Jury in Kim Potter trial ends another day without verdict

In this image taken from video, the prosecution, left, and the defense, right, stand, as the jury enters the courtroom to deliver a question to Hennepin County Judge Regina Chu, during deliberations Tuesday, Dec. 21, 2021, in former Brooklyn Center police Officer Kim Potter’s trial for the April 11 death of Daunte Wright, at the Hennepin County Courthouse in Minneapolis. (Court TV via AP, Pool

Jurors weighing the case of the suburban Minneapolis police officer who shot and killed Black motorist Daunte Wright asked the judge after a full day of deliberations Tuesday what they should do if they can’t reach a verdict.

Judge Regina Chu told them to continue working, as was explained in the initial instructions she gave them. The jurors resumed deliberations for about 90 more minutes, then ended for the day shortly after 6 p.m. The jury also deliberated for about five hours on Monday.

Former Brooklyn Center officer Kim Potter, who is white, is charged with first- and second-degree manslaughter. If convicted of the most serious charge, Potter, 49, would face a sentence of about seven years under state guidelines, though prosecutors have said they will seek more.

Potter said she meant to use her Taser on Wright rather than her gun. Prosecutors presented evidence on the differences between the gun and the Taser, including weight, feel, size, color, and that the gun was holstered on her right side and the Taser on her left.

Prosecutor Erin Eldridge had said in her closing argument that the jurors would be able to hold both the Taser and the gun to compare them, “to get a feel for the two, and to get a sense of all those differences that you heard about in court, and see for yourselves how different they really are.”

The jurors asked if they could remove zip ties keeping former Potter’s gun in an evidence box so they could hold it, and the judge said they could. Potter attorney Paul Engh had objected, saying that the gun should remain in the box “for safety purposes.”

Jurors can also examine the Taser during their deliberations.

Chu read the jury’s question about deliberating: “If the jury cannot reach consensus, what is the guidance around how long and what steps should be taken?”

She then reread from jury instructions that the jurors should continue to “discuss the case with one another and deliberate with a view toward reaching agreement if you can do so without violating your individual judgment.”

Potter’s attorneys objected to the judge rereading that instruction, arguing that doing so inappropriately emphasized that paragraph over the rest of the instructions. Chu overruled.

Rachel Moran, a professor at the University of St. Thomas School of Law, noted that the jurors didn’t say they were at an impasse.

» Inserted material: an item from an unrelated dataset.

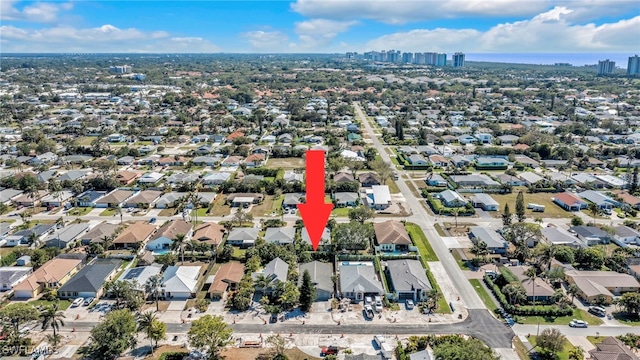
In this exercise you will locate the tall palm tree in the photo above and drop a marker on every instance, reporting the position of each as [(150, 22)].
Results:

“Judge (Regina) Chu is going to let them keep deliberating if they don’t express concern or distress about how it’s going. I don’t think she would interrupt the deliberations just because they are going long,” Moran said.

The judge has ordered that the jury be sequestered during deliberations — meaning they remain under the court’s supervision in an undisclosed hotel and cannot return home until they have reached a verdict or the judge has determined they can’t reach one. Her order allows them to communicate with family members as long as they avoid discussing the trial.

During closing arguments, prosecutors accused Potter of a “blunder of epic proportions” in Wright’s death in an April 11 traffic stop — but said a mistake was no defense.